This is a list of stations that were affiliated with UPN in the United States at the time of network closure. UPN shut down on September 15, 2006. Former affiliates of UPN became affiliates of The CW, MyNetworkTV, another network,  reverted to independent status, or shut down entirely. The Fox-owned stations dropped UPN between August 31 and September 1, 2006.

Key:
1 = UPN affiliate which joined The CW Television Network
² = UPN affiliate which joined MyNetworkTV
³ = UPN affiliate which became independent
4 = status uncertain
5 = UPN affiliate which joined Retro Television Network 
6 = UPN affiliate which joined CBS and carries MNTV on DT2 subchannel
7 = UPN affiliate which joined FOX on 8/21
8 = UPN affiliate which joined ABC on 9/1
9 = Station has since ceased operations
10 = Station has since ceased operations on its LPTV signal, but is still in operation as a digital subchannel
11 = Station lost UPN affiliation to WNLO in 2003, currently MeTV affiliate
12 = Joined MyNetworkTV after UPN's shutdown, but became a CW affiliate from 2016 to 2019 with MNTV retained as a secondary affiliation)
13 = Station has ceased operations but remains as a digital subchannel on a sister station
Key affiliates of UPN that were owned by United Television/Chris-Craft Television, Viacom & CBS Corporation during their time as a UPN affiliate are denoted in bold.

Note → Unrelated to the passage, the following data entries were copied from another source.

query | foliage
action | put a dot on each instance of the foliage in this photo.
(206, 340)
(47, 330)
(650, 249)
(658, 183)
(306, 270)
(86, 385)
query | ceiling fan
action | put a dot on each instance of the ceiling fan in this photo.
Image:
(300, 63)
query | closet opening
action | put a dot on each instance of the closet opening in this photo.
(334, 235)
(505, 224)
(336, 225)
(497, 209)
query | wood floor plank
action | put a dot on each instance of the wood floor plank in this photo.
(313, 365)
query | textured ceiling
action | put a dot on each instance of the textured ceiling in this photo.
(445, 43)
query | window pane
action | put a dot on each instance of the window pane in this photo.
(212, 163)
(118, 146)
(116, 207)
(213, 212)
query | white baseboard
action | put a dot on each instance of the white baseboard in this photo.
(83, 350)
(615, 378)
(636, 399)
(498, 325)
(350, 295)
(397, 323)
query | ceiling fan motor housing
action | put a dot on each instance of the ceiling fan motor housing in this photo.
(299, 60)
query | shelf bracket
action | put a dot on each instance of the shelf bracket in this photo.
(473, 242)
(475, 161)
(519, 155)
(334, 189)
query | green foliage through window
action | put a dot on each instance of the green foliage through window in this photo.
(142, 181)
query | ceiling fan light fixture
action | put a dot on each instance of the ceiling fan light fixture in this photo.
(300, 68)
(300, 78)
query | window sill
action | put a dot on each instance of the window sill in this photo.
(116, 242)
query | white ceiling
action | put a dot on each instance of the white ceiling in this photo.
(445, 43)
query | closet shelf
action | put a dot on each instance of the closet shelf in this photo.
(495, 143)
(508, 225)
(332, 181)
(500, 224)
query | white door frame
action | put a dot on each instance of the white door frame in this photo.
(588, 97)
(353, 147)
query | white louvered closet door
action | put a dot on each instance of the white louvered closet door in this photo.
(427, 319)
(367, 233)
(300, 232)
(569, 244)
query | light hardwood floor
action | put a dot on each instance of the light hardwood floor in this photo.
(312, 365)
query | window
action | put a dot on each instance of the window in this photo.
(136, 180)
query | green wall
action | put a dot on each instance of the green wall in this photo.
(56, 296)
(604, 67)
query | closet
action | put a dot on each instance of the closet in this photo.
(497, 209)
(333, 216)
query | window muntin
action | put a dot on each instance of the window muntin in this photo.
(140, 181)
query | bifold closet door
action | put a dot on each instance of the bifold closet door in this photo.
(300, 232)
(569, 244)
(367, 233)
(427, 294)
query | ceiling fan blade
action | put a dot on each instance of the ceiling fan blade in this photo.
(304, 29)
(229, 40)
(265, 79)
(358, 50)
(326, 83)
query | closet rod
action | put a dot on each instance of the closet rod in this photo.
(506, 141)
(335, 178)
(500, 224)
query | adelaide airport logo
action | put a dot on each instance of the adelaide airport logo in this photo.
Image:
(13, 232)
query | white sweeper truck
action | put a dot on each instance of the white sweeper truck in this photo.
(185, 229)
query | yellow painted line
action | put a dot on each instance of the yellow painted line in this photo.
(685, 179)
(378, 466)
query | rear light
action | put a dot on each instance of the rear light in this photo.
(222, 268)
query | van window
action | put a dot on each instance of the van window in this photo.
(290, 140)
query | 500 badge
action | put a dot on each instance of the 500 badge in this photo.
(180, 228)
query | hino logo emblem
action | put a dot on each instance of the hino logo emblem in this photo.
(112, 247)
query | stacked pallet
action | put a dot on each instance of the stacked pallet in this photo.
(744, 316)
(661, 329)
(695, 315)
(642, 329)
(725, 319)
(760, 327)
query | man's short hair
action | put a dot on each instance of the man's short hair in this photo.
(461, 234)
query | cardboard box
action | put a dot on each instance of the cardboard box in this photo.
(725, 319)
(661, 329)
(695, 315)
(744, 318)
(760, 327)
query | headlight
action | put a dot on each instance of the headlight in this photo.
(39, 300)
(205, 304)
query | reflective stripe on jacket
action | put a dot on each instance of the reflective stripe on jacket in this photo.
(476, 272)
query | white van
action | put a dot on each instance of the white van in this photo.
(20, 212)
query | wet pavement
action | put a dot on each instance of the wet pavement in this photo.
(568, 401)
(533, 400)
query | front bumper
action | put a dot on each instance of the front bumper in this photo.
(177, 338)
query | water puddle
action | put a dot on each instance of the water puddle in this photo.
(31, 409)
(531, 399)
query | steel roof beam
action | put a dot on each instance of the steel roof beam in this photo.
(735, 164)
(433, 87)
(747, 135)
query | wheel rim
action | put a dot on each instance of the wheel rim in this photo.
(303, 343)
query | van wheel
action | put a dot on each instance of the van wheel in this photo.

Owned-and-operated stations

UPN stations formerly owned by Chris-Craft and those that at the close of the network were owned by CBS Corporation were sometimes considered O&Os, and several transactions have involved these stations:

Not too long after becoming a UPN O&O itself, KRRT (now KMYS) in San Antonio was sold to Jet Broadcasting in 1995, eventually becoming a WB, then MyNetworkTV, and now The CW affiliate under Sinclair ownership.
Upon Chris-Craft's exit from the television industry, its UPN stations were sold to the Fox Television Stations Group. Of those stations, San Francisco's KBHK (now KBCW) was traded to CBS Corporation, while Portland's KPTV was traded to Meredith Corporation, and is now a Fox affiliate. KMSP in Minneapolis-St. Paul then traded its UPN affiliation to WFTC for that station's Fox affiliation. Fox had acquired WFTC not long after the Chris-Craft purchase was finalized. The remaining UPN stations kept by Fox retained their UPN affiliations, but were no longer O&Os of the network - giving UPN the dubious distinction of being the only broadcast network whose stations in the three largest markets of New York, Los Angeles, and Chicago were not O&Os. These stations became O&Os of Fox's new network MyNetworkTV, as UPN and The WB closed down order to launch The CW, and Fox announced none of their UPN stations would join The CW. In fact, Chris-Craft's former NYC station, WWOR-TV, is the second area station to have been an O&O of 2 major networks (after sister WNYW), and its former LA station, KCOP, is the first (second if counting KTLA) station in its area to be O&Oed by 2 networks.
Viacom/CBS sold off several UPN O&Os in the network's final five years. Mercury Broadcasting bought Wichita's KSCC (now KMTW) in 2001 (a newly launched station, LMA'd to Clear Channel Communications at the time, and subsequently to Newport Television and Sinclair Broadcast Group), and Houston's KTXH and Washington's WDCA were sold to Fox in the same year (as part of the aforementioned swap with KBHK). In 2005, Indianapolis' WNDY-TV and Columbus' WWHO were sold to LIN TV; Oklahoma City's KAUT was sold to The New York Times Company (who has since sold its entire television group to Local TV), and WUPL in New Orleans was sold to Belo. In September 2006, KTXH and WDCA became My Network TV O&Os.